Transparency of the Regulatory System
The National Commission on Regulatory Improvement (CONAMER), within the Secretariat of the Economy, is the agency responsible for streamlining federal and sub-national regulation and reducing the regulatory burden on business. Mexican law requires secretariats and regulatory agencies to conduct impact assessments of proposed regulations and engage in notice and comment rule making, which CONAMER carries out. Impact assessments are made available for public comment via CONAMER’s website: https://www.gob.mx/conamer . The official gazette of state and federal laws currently in force in Mexico is publicly available via: http://www.ordenjuridico.gob.mx/ . Mexican law provides for a 20-day public consultation period for most proposed regulations. Any interested stakeholder can comment on draft regulations and the supporting justification, including regulatory impact assessments. Certain measures are not subject to a mandatory public consultation period. These include measures concerning taxation, responsibilities of public servants, the public prosecutor’s office executing its constitutional functions, and the Secretariats of National Defense (SEDENA) and the Navy (SEMAR). Beginning in 2021, CONAMER approved waivers of full notice and/or shortened public comment periods to speed some regulatory action deemed to be in the national interest. In October 2021, CONAMER allowed pensions sector regulator CONSAR an exemption to the 20-day public consultation period for a proposed cap on private pensions management service fees. Investors expressed concern with the regulation’s fast track approval without sufficient industry consultation.

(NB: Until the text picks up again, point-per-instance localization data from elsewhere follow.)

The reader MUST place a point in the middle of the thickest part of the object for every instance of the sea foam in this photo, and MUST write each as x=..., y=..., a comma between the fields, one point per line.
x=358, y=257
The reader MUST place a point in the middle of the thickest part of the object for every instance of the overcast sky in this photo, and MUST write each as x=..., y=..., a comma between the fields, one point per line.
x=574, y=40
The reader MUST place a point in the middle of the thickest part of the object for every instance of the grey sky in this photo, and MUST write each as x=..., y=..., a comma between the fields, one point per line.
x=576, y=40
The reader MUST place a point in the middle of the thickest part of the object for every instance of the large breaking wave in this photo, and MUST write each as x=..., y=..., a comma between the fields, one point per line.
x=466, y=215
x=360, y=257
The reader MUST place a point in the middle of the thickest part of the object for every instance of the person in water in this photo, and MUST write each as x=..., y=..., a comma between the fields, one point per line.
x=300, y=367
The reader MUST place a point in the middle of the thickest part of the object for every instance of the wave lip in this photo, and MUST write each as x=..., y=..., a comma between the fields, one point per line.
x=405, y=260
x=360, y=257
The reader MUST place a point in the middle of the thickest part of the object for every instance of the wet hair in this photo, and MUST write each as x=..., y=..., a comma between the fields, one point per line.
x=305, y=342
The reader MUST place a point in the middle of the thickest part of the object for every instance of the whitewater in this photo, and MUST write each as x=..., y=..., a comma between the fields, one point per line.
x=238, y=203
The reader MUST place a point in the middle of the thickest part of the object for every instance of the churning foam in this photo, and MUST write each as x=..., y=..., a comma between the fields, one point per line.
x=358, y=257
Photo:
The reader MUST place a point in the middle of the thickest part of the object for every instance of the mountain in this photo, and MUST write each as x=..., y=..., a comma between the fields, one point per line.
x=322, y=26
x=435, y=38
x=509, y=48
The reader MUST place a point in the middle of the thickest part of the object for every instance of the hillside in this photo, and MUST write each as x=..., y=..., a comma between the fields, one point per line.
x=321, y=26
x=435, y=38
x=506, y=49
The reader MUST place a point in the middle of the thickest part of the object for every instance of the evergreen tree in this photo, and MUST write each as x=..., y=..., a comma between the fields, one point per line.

Given SAT’s mandate to collect taxes and revenue from international trade, many of its regulations circumvent the notice and public comment process. In 2021, SAT proposed a new requirement for a “digital waybill complement” or “complemento de carta porte” for nearly all goods shipments within Mexican territory effective January 1, 2022. Mexican and U.S. private sector representatives called the digital document “onerous” as it would have required 180 data points for shipments across all modalities—rail, truck, air, and maritime shipping—many of which are unknown at the onset of a shipment. Despite the domestic nature of the new requirement, U.S. companies raised concerns about the “carta porte” as a technical barrier to trade given the potential delays it could cause for shipments to and from ports of entry. The U.S. government has advocated for better SAT coordination with the private sector to address compliance challenges with the new requirement. This advocacy led to the postponement of “carta porte’s” entry into force and SAT’s formation of private sector working groups to discuss implementation. Following multiple extensions, SAT announced November 25, 2022, an extension to July 31, 2023, of its planned enforcement of updated carta porte requirements.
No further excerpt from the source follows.